Spectral Clustering for Image Segmentation
This project showcases the application of spectral clustering for segmenting images. I used affinity matrices, eigenvalue decomposition, and normalization techniques to segment various datasets, comparing the effectiveness of spectral clustering with k-means. The work highlights my skills in machine learning and advanced image processing.

Extended Linear Regression Analysis on Boston Housing Dataset
In this project, I conducted a detailed linear regression analysis on the Boston Housing Dataset using MATLAB. The work included data partitioning, standardization, and the application of linear, ridge, and Lasso regression models. I analyzed the effects of training size, feature expansion, and regularization on model accuracy, illustrated through MSE trends and weight adjustments, offering insights into effective predictive modeling techniques.
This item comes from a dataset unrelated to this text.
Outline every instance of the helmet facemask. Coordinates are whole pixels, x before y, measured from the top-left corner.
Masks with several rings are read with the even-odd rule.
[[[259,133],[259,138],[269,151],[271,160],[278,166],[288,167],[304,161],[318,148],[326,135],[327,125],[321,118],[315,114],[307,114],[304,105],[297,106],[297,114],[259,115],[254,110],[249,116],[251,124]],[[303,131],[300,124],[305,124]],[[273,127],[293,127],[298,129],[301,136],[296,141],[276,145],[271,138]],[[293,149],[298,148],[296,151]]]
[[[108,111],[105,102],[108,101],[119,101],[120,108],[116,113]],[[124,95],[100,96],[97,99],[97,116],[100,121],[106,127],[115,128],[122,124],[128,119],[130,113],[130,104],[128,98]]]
Image Captioning with RNNs and LSTMs
This project explored image captioning through the training of vanilla RNNs, LSTMs, and attention-based LSTMs on the COCO Captions dataset. This endeavor not only demonstrated my skill in neural network architectures but also my capability to integrate complex machine learning techniques for meaningful computer vision and natural language processing applications.

Advanced AI Strategies for 9-Piece Puzzle
In this project, I employed various AI search algorithms to tackle the classic 9-piece puzzle, using Python for state generation and manipulation. Key highlights include utilizing random actions to reach specific goal states, implementing and contrasting Breadth-First and Depth-First Searches, and exploring Uniform Cost Search under different cost structures.

Optimized Fully Connected Network for CIFAR-10
This project showcases the development of an optimized fully connected neural network for the CIFAR-10 dataset, featuring modular design, ReLU nonlinearity, and advanced optimization algorithms including SGD+Momentum, RMSProp, and Adam. I also integrated dropout regularization, demonstrating a nuanced approach to enhancing network performance and robustness in Python.

Deep CNN Development for Image Classification
In this project, I built and optimized deep CNNs for CIFAR-10 image classification, implementing from scratch in Python. Key achievements include creating efficient convolutional and pooling layers, integrating Kaiming initialization for weight optimization, and employing spatial and traditional batch normalization to enhance model training.